Deceiving Others in Poker
We deceive others in poker in a number of ways. Plays like the bluff -- where we try to convince opponents that we want them to stay in the hand when we really don’t -- and its opposite number the trap are obvious examples of poker deception. To deceive in poker though, we need to set up our bluffs and traps, which is where “table image” becomes important. Your table image is how others at the table perceive you. Before trying a big bluff, you may want to establish an image as a tight player. The most effective bluffs come from a player who has only played five hands in the previous hour. Similarly, players who are perceived as maniacs tend to get paid off with big hands. In poker, as in life, image is everything.
Deceiving Yourself in Poker
However, it can be dangerous to romanticize your image. Many students of the game understand that for years the most professional, effective style of play has been the tight-aggressive style, being very selective about which pots you enter, always taking poker odds into consideration, but playing the hands very strongly (in recent years, there have been some advocates for a loose-aggressive or hyper-aggressive style of play, especially in online Texas holdem). Since many players want to think that they are or are approaching professional quality, they may lead themselves to believe that they have a tight-aggressive image. Getting married to the idea that you have a tight-aggressive image can cause mistakes. You may be getting called on your bluffs much more often than you realize because you are convinced opponents fear you. You may be entering too many pots and not know it even though your opponents do. If you deceive yourself about your play and your image, you will not make corrections and you will not improve.

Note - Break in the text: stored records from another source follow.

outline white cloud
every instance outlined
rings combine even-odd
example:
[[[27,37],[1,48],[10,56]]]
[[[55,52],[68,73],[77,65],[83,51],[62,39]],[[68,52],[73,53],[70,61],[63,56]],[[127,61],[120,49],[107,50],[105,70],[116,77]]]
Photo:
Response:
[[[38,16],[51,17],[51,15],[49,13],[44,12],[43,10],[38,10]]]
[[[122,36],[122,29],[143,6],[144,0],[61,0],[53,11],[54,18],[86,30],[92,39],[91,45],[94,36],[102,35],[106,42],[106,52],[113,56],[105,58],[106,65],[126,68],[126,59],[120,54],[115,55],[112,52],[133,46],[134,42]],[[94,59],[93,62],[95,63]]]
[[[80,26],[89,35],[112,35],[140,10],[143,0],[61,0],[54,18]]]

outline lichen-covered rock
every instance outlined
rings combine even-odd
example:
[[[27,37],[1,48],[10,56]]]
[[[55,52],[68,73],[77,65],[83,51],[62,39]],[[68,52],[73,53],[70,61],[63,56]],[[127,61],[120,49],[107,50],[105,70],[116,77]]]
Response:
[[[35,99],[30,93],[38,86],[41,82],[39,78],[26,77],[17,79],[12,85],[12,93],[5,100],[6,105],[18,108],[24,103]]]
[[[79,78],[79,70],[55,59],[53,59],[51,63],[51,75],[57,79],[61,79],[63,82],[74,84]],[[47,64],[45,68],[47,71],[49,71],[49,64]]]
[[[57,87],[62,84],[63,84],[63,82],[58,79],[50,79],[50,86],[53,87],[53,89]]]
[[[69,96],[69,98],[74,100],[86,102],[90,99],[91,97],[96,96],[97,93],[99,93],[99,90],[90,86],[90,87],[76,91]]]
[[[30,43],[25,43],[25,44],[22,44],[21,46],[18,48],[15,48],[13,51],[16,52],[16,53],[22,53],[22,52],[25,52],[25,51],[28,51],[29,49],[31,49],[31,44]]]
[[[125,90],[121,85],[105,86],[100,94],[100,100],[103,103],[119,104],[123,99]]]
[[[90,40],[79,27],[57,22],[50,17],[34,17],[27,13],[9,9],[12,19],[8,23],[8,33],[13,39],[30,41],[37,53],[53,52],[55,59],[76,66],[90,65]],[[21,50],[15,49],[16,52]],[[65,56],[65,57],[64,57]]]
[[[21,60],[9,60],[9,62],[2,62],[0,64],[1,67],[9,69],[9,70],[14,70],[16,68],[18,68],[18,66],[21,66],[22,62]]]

Sidestepping the Self-Deception Pitfall
A great way to stop a pattern of self-deception is to get involved with some kind of poker group or forums on poker sites. In many areas, friends will not give you an honest critique of your abilities. In poker, you may find people who are all too happy to tell you what is wrong with your game or your self-perception. They may not always be right, but they can give you a different perspective. And if there is a consensus from your group about one or more aspects of your game, you are going to need to give that serious consideration.